Economics Academy 101
Western Reserve Public Media
PBS 45 & 49
 
   

Government’s Role in Economics

Because the United States has a market economy, consumers and producers make many decisions about what goods are manufactured and what services are available. The government does, however, have a powerful effect on the economy in four areas.

 

  1. Stabilization and Growth — The federal government “guides the overall pace of economic activity,” according to the U.S. Department of State. The government attempts to have a steady growth of the economy by keeping a high level of employment and price stability. The government can cut taxes which, in turn, increases spending. The goal is to keep the inflation rate, or the increase in overall prices, low.

  2. Regulation and Control — The federal government regulates businesses directly and indirectly. Directly, the government can regulate monopolies. For example, regulations have been put on utility companies to keep the companies from raising prices to achieve unreasonable profits for the companies. Antitrust laws prohibit mergers that would limit competition. The government has control over private companies to make sure that public health and safety are maintained. There is a fine line between government control and individual freedom.

  3. Direct Services and Direct Assistance — Some examples of direct services from the federal government include national defense, research on new products and programs to provide workplace skills. State governments are responsible for highways and support of public schools. Local government services include police and fire and support of schools.

    Some examples of direct assistance include low-cost loans to businesses, Social Security (which is a tax on employers and employees to support retirement benefits for older Americans), Medicaid for low-income families, food stamps and welfare programs.

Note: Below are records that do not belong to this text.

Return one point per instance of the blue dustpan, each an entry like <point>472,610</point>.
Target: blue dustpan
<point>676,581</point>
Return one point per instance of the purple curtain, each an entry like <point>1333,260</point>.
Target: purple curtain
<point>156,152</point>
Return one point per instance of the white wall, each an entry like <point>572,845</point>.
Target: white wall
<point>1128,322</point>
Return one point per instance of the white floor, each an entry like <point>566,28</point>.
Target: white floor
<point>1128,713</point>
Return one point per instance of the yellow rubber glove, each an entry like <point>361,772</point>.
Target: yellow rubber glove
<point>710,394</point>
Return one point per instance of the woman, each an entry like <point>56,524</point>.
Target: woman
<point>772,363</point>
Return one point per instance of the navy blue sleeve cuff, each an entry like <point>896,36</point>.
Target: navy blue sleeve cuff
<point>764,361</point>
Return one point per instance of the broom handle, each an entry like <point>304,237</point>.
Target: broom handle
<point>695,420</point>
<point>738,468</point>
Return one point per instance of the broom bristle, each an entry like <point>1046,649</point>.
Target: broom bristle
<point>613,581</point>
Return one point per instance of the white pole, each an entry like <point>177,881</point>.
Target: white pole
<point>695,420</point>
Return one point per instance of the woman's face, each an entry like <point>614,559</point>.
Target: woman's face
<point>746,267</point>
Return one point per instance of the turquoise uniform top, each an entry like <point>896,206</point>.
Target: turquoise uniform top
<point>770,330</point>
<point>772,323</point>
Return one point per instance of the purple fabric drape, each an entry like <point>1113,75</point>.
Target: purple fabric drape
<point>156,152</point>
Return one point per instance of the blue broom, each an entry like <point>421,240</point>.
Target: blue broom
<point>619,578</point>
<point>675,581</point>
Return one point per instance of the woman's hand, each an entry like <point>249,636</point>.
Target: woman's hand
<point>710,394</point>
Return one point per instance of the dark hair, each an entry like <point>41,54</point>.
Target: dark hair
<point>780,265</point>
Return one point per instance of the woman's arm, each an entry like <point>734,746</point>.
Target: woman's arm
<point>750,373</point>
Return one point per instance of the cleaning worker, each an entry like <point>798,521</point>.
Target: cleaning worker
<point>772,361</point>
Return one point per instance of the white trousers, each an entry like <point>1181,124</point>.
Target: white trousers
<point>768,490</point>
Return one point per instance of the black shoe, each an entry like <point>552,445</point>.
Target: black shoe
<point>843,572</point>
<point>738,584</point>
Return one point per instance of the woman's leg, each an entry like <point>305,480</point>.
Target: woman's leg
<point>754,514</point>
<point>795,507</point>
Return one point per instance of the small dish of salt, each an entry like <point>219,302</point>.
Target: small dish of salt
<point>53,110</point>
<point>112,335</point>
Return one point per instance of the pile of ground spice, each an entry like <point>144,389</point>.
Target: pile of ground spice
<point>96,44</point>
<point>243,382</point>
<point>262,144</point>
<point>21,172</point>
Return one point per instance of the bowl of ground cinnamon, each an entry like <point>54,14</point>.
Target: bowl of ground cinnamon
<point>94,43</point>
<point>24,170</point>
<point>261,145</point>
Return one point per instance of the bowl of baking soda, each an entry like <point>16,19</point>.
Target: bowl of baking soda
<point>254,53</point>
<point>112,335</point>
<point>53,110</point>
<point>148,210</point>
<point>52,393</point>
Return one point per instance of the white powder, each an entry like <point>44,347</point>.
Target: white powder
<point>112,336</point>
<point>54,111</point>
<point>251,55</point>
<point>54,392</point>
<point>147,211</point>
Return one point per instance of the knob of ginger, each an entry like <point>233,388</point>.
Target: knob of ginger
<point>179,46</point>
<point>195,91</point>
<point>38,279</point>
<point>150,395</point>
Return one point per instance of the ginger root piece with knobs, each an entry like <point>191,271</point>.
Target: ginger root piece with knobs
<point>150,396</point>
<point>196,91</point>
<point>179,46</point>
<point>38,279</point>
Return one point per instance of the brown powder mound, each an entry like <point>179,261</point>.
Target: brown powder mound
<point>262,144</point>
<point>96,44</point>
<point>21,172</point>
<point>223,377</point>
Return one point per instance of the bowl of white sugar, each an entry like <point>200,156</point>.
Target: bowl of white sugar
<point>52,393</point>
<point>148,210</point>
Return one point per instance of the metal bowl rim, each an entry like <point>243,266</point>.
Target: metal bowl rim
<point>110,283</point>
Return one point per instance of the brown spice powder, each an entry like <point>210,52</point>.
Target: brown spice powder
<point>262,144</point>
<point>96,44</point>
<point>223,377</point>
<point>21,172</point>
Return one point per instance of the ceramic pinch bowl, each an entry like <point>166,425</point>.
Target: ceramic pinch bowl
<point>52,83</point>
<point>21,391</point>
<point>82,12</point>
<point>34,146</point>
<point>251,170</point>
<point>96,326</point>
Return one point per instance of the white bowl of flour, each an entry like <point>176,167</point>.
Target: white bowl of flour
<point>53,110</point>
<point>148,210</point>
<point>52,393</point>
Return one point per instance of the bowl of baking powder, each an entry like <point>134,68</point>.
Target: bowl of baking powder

  4. Equal Opportunities — The federal government has introduced many anti-poverty efforts. The government sets a minimum amount of income necessary for basic subsistence and provides help for those who fall below this level.

    The market economy does not, however, ensure equal goods and services for all. Wages paid, education, entrepreneurship, creativity, etc., all play a part in a person’s ability to earn an income. Despite the general prosperity of Americans, there are still significant portions of the population that are considered to be “living in poverty.”